Czy AI zastąpi zawód: monter obwodów drukowanych?
Monter obwodów drukowanych faces a high AI disruption risk with a score of 55/100, indicating significant but not existential automation pressure. While routine assembly tasks like component soldering and board reading are increasingly automated through robotic systems and machine vision, the role retains resilience through defect diagnosis, hazardous materials handling, and quality assurance responsibilities that require human judgment and safety accountability.
Czym zajmuje się monter obwodów drukowanych?
Monterz obwodów drukowanych specializes in assembling and soldering electronic components onto printed circuit boards according to technical specifications. Working from detailed assembly drawings and circuit diagrams, technicians use both manual soldering tools and automated equipment like SMT placement machines to connect components precisely. This role demands attention to detail, understanding of electronics principles, and ability to read complex technical documentation while maintaining strict quality and safety standards in microelectronics manufacturing.
Jak AI wpływa na ten zawód?
The 55/100 disruption score reflects a workforce at an inflection point. Highly vulnerable tasks—comprising 66.67% of task automation proxy—include routine assembly operations (solder component placement, SMT equipment operation) and visual inspections that computer vision systems now perform reliably. However, 45% of the role remains anchored in resilient, human-centric work: replacing defective components through diagnostic reasoning, managing hazardous waste safely, and maintaining microelectronics equipment. Near-term (2-5 years): repetitive placement and basic defect detection will accelerate toward full automation, shrinking junior-level roles. Mid-term (5-10 years): experienced technicians become increasingly valuable for troubleshooting, process optimization, and quality leadership—skills scoring 54.81 on AI complementarity. The skill vulnerability score of 60.41 indicates this occupation can coexist with AI rather than be fully replaced, but workforce composition will shift decisively toward technical specialists and quality managers rather than assembly-line operators.
Najważniejsze wnioski
- •Routine soldering and component placement tasks face high automation risk, but defect diagnosis and quality assurance work remain strongly human-dependent.
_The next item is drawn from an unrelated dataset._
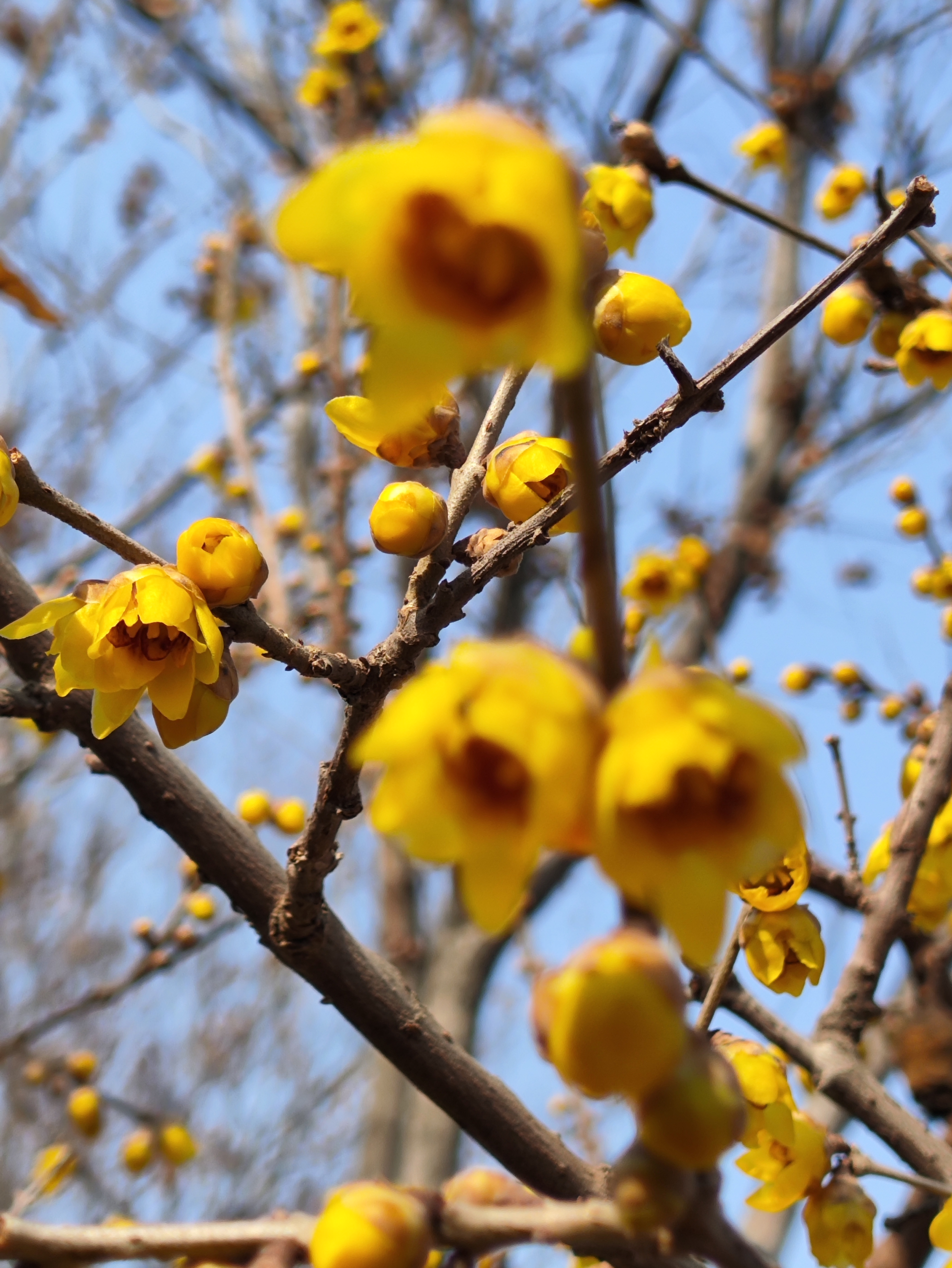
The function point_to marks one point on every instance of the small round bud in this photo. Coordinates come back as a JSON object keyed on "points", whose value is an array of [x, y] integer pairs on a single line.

- •AI disruption is skill-specific rather than role-eliminating: technicians evolving toward equipment maintenance, troubleshooting, and quality leadership improve career resilience.
- •Hazardous materials handling and safety accountability create natural barriers to full automation, protecting approximately 40% of typical job functions.
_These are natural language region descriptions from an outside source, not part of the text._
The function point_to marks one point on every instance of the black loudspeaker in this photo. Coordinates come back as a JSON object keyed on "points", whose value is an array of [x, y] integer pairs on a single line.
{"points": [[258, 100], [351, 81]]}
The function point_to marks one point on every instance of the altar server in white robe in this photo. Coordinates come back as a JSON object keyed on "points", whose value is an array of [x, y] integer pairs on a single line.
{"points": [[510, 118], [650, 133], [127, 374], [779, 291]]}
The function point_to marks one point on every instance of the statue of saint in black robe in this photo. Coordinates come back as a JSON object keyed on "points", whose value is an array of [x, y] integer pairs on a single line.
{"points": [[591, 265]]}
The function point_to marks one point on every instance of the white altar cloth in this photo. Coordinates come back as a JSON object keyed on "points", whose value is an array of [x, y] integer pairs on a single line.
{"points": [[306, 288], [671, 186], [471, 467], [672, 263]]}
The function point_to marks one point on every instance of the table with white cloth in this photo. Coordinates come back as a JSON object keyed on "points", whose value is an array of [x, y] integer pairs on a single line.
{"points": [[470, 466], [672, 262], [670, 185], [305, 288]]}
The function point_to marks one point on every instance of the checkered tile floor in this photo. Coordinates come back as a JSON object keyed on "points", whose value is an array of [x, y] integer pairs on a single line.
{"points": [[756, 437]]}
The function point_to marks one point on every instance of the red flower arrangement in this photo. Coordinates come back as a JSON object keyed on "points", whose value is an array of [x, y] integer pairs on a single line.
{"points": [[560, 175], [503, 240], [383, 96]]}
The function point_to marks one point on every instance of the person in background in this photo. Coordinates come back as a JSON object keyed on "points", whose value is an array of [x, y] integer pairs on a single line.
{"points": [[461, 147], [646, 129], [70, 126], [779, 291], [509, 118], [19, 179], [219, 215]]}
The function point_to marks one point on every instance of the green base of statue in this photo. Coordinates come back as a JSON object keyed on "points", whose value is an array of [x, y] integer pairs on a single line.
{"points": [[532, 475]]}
- •Upskilling in circuit diagram interpretation, equipment programming, and diagnostic methodology enhances complementarity with AI tools and improves long-term employability.
Wynik zakłócenia AI NestorBot obliczany jest na podstawie 3-czynnikowego modelu wykorzystującego taksonomię umiejętności ESCO: podatność umiejętności na automatyzację, wskaźnik automatyzacji zadań oraz komplementarność z AI. Dane aktualizowane kwartalnie.